After I have the dishes all cleaned up, and the floor swept and washed – I do not do that on my knees, no matter how hard Mrs. Patershall insists – I return to my room, to quiet and solitude and Preface to Plato. I hear some small commotion: the doorbell ringing; Mrs. Pattershall finally answering it; some chirping, some arranging of something. And then: CRASH! Followed by tears.

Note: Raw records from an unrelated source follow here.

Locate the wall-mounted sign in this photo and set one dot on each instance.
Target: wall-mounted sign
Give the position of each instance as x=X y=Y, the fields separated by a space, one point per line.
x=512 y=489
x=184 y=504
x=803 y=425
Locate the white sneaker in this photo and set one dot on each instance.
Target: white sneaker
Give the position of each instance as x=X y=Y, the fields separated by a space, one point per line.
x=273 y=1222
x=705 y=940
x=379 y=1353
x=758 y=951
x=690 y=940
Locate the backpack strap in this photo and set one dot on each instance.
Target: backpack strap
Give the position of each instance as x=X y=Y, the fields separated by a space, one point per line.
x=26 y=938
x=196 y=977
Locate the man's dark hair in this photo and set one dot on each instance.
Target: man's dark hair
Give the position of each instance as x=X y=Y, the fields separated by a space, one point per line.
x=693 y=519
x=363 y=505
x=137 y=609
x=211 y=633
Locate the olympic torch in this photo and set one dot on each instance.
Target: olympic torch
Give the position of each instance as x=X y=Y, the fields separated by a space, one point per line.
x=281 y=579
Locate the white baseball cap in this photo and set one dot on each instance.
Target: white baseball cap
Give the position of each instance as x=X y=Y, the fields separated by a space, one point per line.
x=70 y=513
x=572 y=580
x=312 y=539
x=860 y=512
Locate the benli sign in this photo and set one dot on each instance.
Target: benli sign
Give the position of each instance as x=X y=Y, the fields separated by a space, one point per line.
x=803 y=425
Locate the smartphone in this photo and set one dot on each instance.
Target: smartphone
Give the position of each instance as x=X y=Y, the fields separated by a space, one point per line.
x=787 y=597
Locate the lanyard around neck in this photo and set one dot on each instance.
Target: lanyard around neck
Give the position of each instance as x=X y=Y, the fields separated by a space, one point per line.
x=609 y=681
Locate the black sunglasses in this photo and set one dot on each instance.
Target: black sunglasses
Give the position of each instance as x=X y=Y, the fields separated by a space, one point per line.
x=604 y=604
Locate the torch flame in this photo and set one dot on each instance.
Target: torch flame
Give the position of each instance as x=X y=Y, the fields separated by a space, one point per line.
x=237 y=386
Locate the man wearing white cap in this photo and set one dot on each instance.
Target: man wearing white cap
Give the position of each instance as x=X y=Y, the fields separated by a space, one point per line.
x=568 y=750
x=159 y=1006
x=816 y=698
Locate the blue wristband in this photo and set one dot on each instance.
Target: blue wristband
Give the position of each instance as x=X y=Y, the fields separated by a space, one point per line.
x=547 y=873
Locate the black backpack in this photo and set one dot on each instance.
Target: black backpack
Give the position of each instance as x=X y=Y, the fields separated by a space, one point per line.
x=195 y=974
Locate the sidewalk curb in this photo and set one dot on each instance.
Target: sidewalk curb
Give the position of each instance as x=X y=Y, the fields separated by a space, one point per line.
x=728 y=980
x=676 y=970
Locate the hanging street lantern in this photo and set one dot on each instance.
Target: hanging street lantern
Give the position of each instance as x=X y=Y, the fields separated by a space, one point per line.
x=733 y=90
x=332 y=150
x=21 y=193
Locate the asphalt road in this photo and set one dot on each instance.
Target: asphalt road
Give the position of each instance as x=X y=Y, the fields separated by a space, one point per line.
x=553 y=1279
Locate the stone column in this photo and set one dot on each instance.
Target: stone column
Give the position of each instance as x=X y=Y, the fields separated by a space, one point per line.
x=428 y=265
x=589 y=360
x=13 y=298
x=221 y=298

I just know. I walk into the kitchen and across water and sea-foam green, gold-flecked shards. Mrs. Pattershall found the long-sought vase. Trying to fill it with water for the red roses her dutiful daughter has sent her, late, on this day (Mr. Pattershall died more than half her life ago), she dropped it. She is now seated on a chair, crying. I begin rubbing her back. I say nothing. I’ve come to conclude that she can’t accept others’ words; hers must be contrary and superior. I want to avoid frustration. So, I say nothing, while rubbing her back.
“That was the only thing I have left of my mother.”
“She died when I was four.” That buzz-saw Yankee accent. “Four” comes out as “foah.” “As she was dying, she said to Aunt Lucy, ‘Take care of my husband and the farmhands. Don’t worry about her, though. She can take care of herself.’ I was only four! I’ve kept that vase for almost one hundred years. I’m so stupid. All I do is drop things.”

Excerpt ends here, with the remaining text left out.